Coldingham Moor and St Abbs Head will be the only places in Berwickshire where the proposed offshore wind farm off the Firth of Forth will be able to be seen.

Scottish Borders Council’s planning committee are being asked for their views about the proposed 125 turbine offshore wind farm Neart Na Gaoithe, nextg week and local planning officers have indicated that they have no objections to the application.

The council’s planning committee will be told by planning officers next week that: “In terms of impact on the Scottish Borders, it is considered that the distance and location of the wind farm combine to limit any significant impact.

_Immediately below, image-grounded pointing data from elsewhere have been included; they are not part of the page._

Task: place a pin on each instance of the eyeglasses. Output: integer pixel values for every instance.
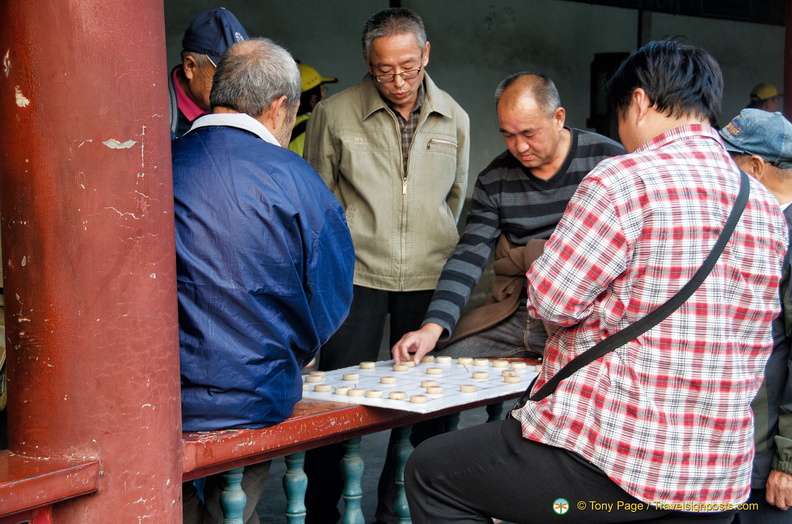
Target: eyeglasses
(406, 75)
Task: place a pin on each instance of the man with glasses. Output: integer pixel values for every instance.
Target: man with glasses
(189, 84)
(394, 150)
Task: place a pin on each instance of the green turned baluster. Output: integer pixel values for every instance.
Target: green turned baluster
(295, 482)
(495, 411)
(352, 470)
(403, 450)
(233, 499)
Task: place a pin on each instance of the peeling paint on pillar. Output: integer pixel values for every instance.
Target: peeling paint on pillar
(87, 218)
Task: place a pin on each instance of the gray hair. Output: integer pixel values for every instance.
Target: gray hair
(393, 21)
(542, 88)
(252, 74)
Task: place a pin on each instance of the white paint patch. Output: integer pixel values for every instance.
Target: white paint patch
(22, 101)
(115, 144)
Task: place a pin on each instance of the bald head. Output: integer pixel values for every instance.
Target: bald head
(531, 121)
(252, 74)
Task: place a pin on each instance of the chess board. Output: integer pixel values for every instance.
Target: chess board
(430, 386)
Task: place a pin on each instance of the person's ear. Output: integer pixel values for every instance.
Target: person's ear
(755, 167)
(559, 117)
(642, 104)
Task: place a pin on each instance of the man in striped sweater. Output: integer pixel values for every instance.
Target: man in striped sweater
(517, 202)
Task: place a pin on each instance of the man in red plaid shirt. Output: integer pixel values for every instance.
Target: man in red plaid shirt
(660, 428)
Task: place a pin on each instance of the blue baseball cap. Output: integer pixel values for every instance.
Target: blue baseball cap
(761, 133)
(212, 32)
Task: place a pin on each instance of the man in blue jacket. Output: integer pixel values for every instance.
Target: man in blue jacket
(264, 258)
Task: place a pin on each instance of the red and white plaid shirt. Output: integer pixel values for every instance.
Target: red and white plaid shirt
(666, 416)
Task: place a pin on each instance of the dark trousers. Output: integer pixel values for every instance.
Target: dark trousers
(358, 340)
(491, 471)
(763, 512)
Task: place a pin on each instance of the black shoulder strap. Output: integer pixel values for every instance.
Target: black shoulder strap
(658, 315)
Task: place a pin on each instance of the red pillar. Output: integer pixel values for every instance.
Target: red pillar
(87, 232)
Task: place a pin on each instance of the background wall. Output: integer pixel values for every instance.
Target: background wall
(476, 43)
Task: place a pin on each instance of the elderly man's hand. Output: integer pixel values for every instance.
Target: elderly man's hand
(779, 489)
(419, 343)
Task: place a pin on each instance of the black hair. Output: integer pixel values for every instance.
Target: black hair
(679, 79)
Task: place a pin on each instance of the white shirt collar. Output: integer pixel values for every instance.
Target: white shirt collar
(238, 120)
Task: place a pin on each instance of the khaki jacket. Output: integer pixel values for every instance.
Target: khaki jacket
(403, 224)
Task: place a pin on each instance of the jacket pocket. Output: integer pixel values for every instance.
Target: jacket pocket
(442, 145)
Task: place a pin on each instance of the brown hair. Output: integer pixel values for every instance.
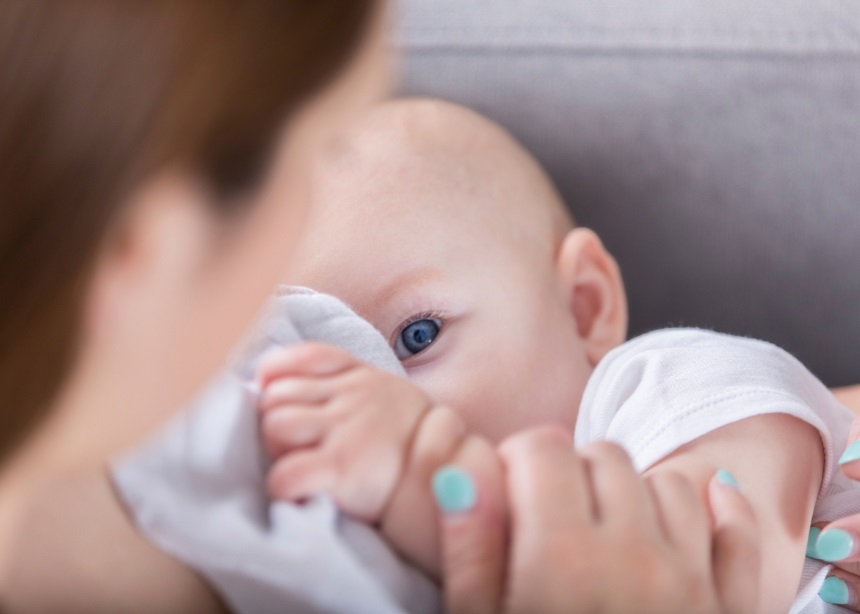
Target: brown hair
(95, 95)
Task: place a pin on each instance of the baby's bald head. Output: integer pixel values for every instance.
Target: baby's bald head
(430, 216)
(448, 161)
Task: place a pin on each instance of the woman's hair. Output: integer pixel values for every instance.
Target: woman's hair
(96, 95)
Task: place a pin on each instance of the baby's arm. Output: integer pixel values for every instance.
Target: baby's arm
(778, 461)
(369, 439)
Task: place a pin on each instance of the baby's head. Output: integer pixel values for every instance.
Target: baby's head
(437, 227)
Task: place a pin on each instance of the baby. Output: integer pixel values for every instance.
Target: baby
(439, 229)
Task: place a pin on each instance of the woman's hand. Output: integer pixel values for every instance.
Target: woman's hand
(839, 541)
(587, 533)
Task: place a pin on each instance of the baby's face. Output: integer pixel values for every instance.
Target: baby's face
(446, 262)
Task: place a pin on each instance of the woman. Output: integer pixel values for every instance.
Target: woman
(153, 159)
(141, 149)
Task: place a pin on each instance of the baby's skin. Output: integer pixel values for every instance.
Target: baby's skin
(438, 228)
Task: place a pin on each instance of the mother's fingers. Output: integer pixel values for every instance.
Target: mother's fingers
(841, 588)
(548, 484)
(553, 537)
(737, 548)
(473, 529)
(621, 496)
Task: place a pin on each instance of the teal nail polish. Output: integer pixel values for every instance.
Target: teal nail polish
(851, 454)
(454, 490)
(834, 590)
(726, 478)
(834, 545)
(811, 552)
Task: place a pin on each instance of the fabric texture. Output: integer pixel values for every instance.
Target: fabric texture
(712, 145)
(197, 491)
(665, 389)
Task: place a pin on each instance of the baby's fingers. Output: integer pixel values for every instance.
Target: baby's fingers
(297, 427)
(310, 359)
(296, 390)
(737, 551)
(301, 475)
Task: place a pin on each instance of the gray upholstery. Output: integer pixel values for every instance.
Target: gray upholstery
(714, 145)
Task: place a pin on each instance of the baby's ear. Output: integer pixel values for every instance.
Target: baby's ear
(595, 292)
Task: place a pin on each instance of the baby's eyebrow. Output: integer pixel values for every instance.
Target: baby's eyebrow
(402, 282)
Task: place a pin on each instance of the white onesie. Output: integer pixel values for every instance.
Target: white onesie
(196, 489)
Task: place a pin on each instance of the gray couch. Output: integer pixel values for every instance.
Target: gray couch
(714, 145)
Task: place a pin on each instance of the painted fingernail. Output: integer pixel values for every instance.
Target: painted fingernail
(454, 490)
(851, 454)
(835, 591)
(811, 552)
(726, 478)
(834, 545)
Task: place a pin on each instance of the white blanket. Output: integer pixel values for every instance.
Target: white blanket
(197, 491)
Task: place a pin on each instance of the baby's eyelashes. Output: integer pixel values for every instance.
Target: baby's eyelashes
(416, 335)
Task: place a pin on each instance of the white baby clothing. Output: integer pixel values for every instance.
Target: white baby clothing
(665, 389)
(196, 490)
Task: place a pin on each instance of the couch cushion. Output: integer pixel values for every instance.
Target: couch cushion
(714, 146)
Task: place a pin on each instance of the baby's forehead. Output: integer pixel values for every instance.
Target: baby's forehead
(440, 158)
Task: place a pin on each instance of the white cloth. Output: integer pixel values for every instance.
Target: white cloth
(196, 490)
(667, 388)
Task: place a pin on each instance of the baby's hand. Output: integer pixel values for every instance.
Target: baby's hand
(336, 426)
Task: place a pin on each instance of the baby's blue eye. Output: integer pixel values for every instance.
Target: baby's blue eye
(416, 337)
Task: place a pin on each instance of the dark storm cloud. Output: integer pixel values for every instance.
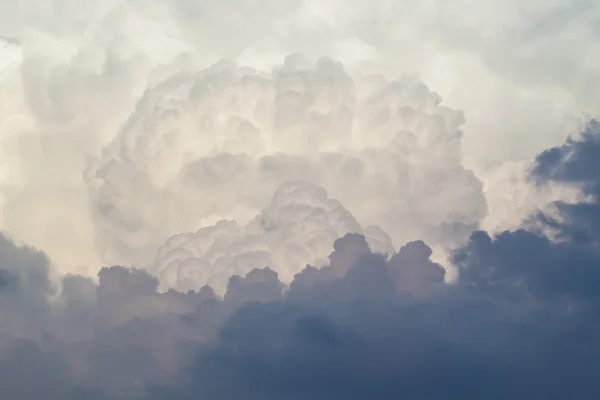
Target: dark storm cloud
(521, 321)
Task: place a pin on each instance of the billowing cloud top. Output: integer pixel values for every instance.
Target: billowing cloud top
(299, 199)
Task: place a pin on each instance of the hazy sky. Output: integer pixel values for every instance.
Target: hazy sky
(227, 145)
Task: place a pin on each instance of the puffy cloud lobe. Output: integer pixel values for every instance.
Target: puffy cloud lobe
(218, 143)
(196, 145)
(524, 308)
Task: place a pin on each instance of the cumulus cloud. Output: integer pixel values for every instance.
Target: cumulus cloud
(91, 74)
(524, 307)
(300, 199)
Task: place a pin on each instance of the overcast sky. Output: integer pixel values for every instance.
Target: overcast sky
(299, 199)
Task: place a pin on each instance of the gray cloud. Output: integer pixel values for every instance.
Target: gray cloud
(253, 166)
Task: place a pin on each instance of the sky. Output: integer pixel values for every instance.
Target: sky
(299, 199)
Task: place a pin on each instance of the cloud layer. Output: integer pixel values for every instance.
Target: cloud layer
(299, 199)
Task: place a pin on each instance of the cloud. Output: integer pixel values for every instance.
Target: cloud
(300, 199)
(524, 307)
(88, 75)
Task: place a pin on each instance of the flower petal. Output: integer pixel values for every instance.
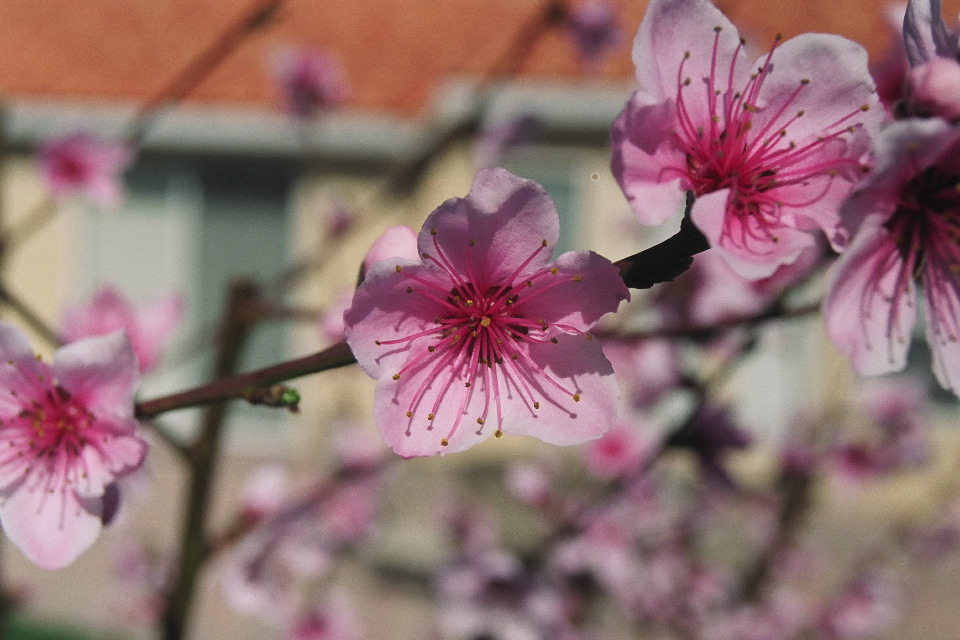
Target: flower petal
(870, 309)
(383, 310)
(670, 31)
(50, 529)
(642, 162)
(578, 303)
(495, 229)
(101, 371)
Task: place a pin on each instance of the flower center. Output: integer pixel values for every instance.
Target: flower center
(760, 165)
(481, 338)
(46, 439)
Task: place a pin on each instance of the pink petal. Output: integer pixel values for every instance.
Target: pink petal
(749, 251)
(642, 163)
(582, 303)
(501, 216)
(101, 372)
(394, 242)
(942, 305)
(672, 28)
(869, 314)
(51, 530)
(383, 310)
(155, 325)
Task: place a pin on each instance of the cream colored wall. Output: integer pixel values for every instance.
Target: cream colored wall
(35, 271)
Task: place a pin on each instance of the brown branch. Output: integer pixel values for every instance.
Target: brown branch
(243, 385)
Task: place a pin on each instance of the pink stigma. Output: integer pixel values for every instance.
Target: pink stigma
(756, 163)
(476, 345)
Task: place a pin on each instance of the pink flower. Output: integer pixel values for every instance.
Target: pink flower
(149, 327)
(769, 154)
(595, 29)
(485, 330)
(866, 607)
(619, 452)
(933, 89)
(310, 80)
(333, 618)
(81, 163)
(69, 434)
(905, 220)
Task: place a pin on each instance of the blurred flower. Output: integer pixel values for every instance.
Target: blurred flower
(70, 434)
(394, 242)
(310, 80)
(82, 164)
(333, 618)
(149, 328)
(710, 434)
(865, 608)
(903, 220)
(619, 452)
(595, 28)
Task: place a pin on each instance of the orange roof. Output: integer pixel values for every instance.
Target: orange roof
(396, 52)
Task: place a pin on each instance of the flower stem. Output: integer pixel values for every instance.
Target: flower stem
(236, 328)
(665, 261)
(243, 385)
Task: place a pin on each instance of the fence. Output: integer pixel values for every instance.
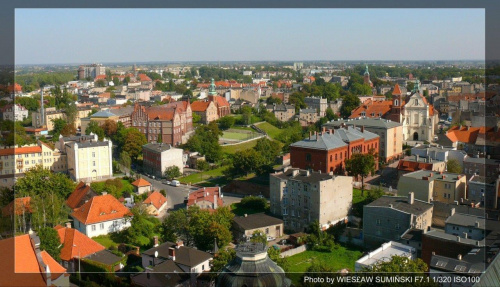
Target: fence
(294, 251)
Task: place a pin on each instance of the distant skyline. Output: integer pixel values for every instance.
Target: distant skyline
(63, 36)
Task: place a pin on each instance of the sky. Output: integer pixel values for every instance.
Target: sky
(78, 36)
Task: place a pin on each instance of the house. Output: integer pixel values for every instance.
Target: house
(155, 203)
(206, 198)
(390, 133)
(141, 186)
(24, 264)
(101, 215)
(434, 186)
(384, 254)
(302, 196)
(207, 110)
(327, 151)
(389, 217)
(157, 157)
(245, 226)
(80, 195)
(75, 245)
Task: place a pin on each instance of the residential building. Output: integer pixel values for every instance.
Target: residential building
(157, 157)
(101, 215)
(80, 195)
(141, 186)
(282, 111)
(389, 217)
(155, 203)
(319, 105)
(302, 196)
(433, 186)
(24, 264)
(172, 123)
(414, 163)
(206, 198)
(484, 191)
(206, 110)
(327, 151)
(88, 158)
(245, 226)
(384, 254)
(75, 245)
(390, 133)
(14, 162)
(14, 112)
(250, 257)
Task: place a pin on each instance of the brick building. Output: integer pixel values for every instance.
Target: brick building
(327, 151)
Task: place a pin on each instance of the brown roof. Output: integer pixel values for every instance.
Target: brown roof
(81, 193)
(101, 208)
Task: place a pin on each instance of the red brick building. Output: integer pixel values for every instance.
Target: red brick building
(327, 151)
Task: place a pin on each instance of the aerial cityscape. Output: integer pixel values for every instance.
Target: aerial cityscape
(186, 149)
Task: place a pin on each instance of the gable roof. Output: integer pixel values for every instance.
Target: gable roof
(84, 245)
(78, 197)
(100, 208)
(141, 182)
(156, 199)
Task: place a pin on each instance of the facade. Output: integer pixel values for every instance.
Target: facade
(101, 215)
(327, 151)
(434, 186)
(88, 158)
(172, 123)
(301, 197)
(14, 112)
(206, 110)
(384, 254)
(245, 226)
(158, 157)
(389, 217)
(390, 133)
(318, 104)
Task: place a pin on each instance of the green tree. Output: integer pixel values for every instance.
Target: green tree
(49, 241)
(453, 166)
(172, 172)
(361, 165)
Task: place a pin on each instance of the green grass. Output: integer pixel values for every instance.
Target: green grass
(197, 177)
(271, 130)
(338, 259)
(238, 147)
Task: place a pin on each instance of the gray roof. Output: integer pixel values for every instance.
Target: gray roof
(466, 220)
(183, 255)
(257, 220)
(401, 203)
(364, 121)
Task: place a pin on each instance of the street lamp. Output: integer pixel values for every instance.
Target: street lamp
(79, 259)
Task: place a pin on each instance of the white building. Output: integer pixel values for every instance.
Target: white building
(157, 157)
(101, 215)
(384, 254)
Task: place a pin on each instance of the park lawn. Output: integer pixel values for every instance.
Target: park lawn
(197, 177)
(338, 259)
(231, 149)
(271, 130)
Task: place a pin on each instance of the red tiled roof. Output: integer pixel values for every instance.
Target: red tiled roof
(100, 208)
(205, 194)
(141, 182)
(84, 245)
(19, 204)
(156, 199)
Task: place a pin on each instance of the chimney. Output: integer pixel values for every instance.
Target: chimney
(155, 240)
(411, 198)
(171, 253)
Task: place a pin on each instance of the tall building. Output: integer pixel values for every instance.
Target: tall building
(301, 196)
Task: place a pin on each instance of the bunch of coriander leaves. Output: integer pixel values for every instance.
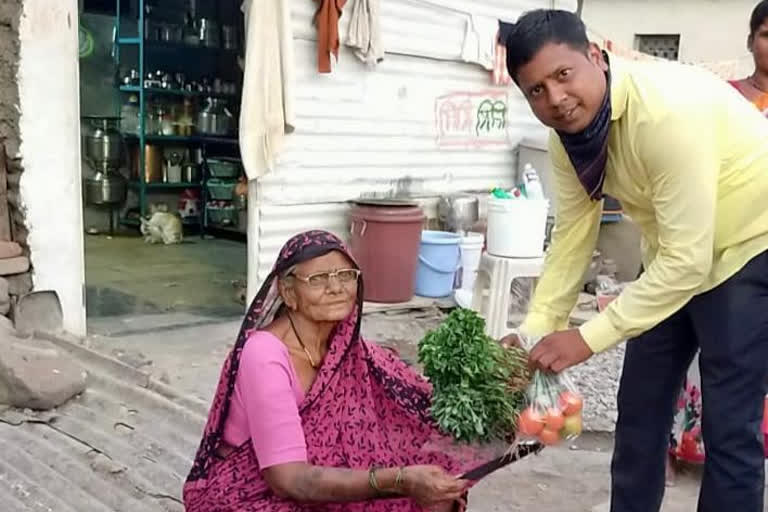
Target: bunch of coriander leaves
(478, 385)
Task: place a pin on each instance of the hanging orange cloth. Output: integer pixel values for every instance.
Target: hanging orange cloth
(327, 22)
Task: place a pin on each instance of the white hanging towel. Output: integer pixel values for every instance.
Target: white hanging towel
(266, 111)
(480, 40)
(364, 34)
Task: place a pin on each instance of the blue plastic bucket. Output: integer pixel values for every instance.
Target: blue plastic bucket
(439, 259)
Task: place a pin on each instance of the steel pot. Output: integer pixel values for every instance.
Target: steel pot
(458, 213)
(104, 143)
(107, 188)
(215, 118)
(170, 33)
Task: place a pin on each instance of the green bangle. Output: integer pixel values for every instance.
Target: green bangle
(399, 477)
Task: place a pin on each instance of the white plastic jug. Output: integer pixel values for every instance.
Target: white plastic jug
(517, 227)
(471, 250)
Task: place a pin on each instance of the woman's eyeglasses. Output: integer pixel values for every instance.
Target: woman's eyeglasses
(323, 279)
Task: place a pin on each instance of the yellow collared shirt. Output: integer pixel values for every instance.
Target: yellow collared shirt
(688, 159)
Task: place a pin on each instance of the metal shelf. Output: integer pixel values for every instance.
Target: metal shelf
(177, 92)
(193, 139)
(150, 185)
(180, 57)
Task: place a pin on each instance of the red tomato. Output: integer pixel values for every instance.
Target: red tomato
(570, 402)
(572, 426)
(531, 422)
(554, 420)
(549, 437)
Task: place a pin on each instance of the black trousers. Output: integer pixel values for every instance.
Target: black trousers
(729, 324)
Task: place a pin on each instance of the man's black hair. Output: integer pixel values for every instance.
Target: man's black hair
(759, 14)
(537, 28)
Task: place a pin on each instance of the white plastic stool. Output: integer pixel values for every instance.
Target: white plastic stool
(495, 275)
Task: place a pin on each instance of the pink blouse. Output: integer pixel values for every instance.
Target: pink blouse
(265, 403)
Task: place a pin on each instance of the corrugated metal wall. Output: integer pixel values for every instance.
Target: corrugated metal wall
(362, 131)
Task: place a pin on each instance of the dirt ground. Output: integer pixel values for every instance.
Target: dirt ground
(572, 478)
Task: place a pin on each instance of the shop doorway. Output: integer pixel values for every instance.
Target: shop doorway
(164, 195)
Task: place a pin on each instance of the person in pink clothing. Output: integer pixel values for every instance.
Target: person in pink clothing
(309, 416)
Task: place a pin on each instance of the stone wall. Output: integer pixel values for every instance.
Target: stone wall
(14, 251)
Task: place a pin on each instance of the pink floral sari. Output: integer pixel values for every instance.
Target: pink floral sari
(366, 408)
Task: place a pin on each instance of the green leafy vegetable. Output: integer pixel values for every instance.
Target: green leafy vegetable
(478, 384)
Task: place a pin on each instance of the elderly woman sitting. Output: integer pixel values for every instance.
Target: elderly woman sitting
(307, 414)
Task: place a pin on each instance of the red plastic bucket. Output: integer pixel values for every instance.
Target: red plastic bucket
(385, 238)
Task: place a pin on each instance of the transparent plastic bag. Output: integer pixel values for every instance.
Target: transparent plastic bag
(554, 406)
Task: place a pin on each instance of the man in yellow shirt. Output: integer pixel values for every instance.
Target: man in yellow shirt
(688, 159)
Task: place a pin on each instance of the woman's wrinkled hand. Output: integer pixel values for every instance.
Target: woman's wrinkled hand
(430, 486)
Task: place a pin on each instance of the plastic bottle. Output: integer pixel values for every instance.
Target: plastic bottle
(500, 193)
(533, 189)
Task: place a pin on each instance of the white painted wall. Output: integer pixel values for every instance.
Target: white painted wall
(361, 131)
(50, 151)
(710, 30)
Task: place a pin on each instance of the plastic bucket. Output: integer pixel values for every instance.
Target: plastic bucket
(517, 227)
(439, 259)
(385, 242)
(471, 249)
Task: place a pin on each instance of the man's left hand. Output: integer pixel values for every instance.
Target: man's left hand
(560, 350)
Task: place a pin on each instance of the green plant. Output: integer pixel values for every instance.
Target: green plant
(478, 385)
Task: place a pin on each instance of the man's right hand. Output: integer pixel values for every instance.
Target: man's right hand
(511, 340)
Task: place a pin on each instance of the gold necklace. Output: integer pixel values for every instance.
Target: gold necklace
(301, 342)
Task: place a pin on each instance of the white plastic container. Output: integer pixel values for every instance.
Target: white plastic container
(471, 249)
(517, 227)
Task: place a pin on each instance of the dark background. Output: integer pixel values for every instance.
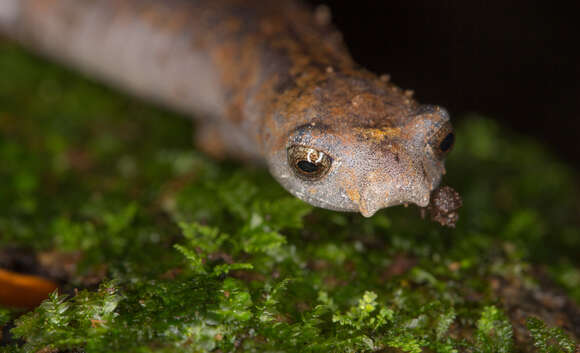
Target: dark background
(515, 61)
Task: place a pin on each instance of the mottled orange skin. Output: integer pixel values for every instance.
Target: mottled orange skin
(260, 76)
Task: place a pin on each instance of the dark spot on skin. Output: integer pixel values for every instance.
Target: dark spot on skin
(307, 166)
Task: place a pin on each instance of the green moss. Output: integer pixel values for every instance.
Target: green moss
(195, 255)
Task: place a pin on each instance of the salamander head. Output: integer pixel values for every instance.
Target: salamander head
(362, 151)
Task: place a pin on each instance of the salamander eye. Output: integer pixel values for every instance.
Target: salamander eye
(442, 141)
(308, 163)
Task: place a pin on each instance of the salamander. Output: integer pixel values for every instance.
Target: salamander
(268, 81)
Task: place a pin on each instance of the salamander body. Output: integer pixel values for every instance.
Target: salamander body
(269, 81)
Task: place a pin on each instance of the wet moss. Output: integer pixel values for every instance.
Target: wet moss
(173, 251)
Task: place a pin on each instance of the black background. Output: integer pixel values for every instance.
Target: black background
(515, 61)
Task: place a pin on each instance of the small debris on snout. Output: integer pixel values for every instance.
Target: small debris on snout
(443, 207)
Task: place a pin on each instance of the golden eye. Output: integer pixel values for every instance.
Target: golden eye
(308, 163)
(442, 141)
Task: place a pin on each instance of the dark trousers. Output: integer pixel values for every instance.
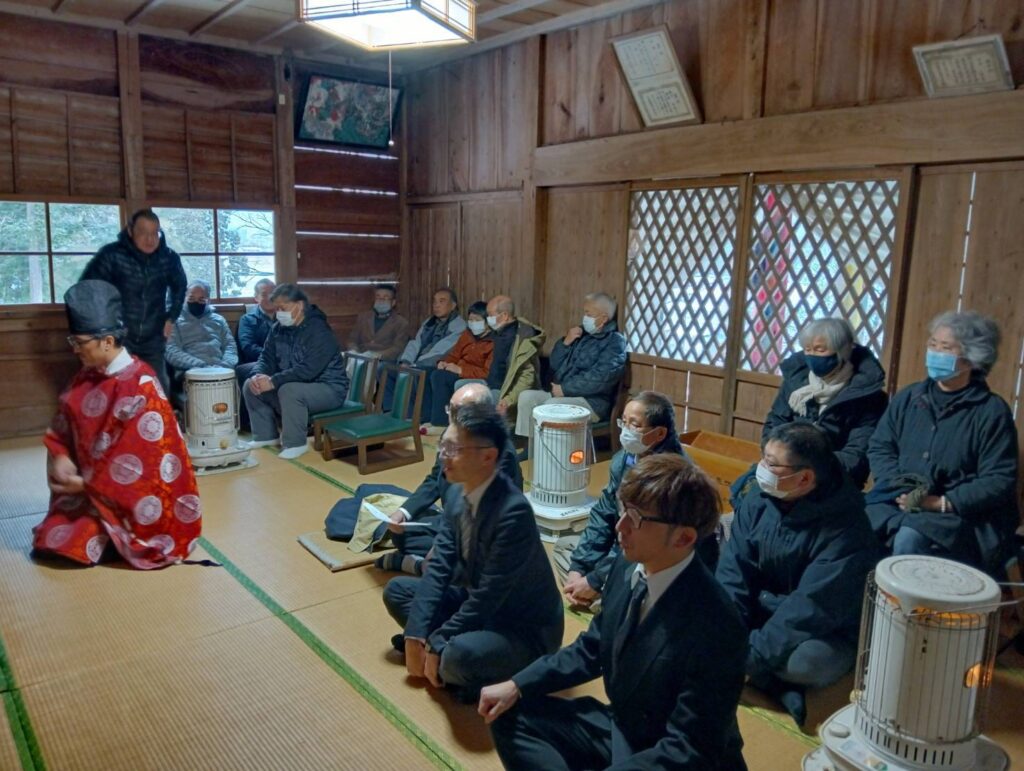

“At over 30km north of the Borders the visual and landscape impacts would be at worst moderate and would be minor or negligible from many receptors.”

Weather conditions mean the turbines are only likely to be visible for up to 47 per cent of the year from Coldingham Moor, with similar visibility at St Abbs Head.

Marine Scotland is the body that processes off-shore renewable developments within 12 nautical miles of the shore and they seek the views of local authorities.

The Neart Na Gaoithe off-shore wind farm will have between 75 and 125 turbines up to a height of 197 metres, spreading out over an area of 105km sq.

There is no on-shore development within the Scottish Borders, although after being brought ashore near Torness Power Station, at Thortonloch, East Lothian, the cables will travel underground to a substation at the onshore wind farm Crystal Rig in the Lammermuirs, on the Berwickshire/East Lothian border.

If planning permission is granted by Marine Scotland then offshore construction is expected to start in 2015 with the wind farm fully commissioned by mid to late 2016.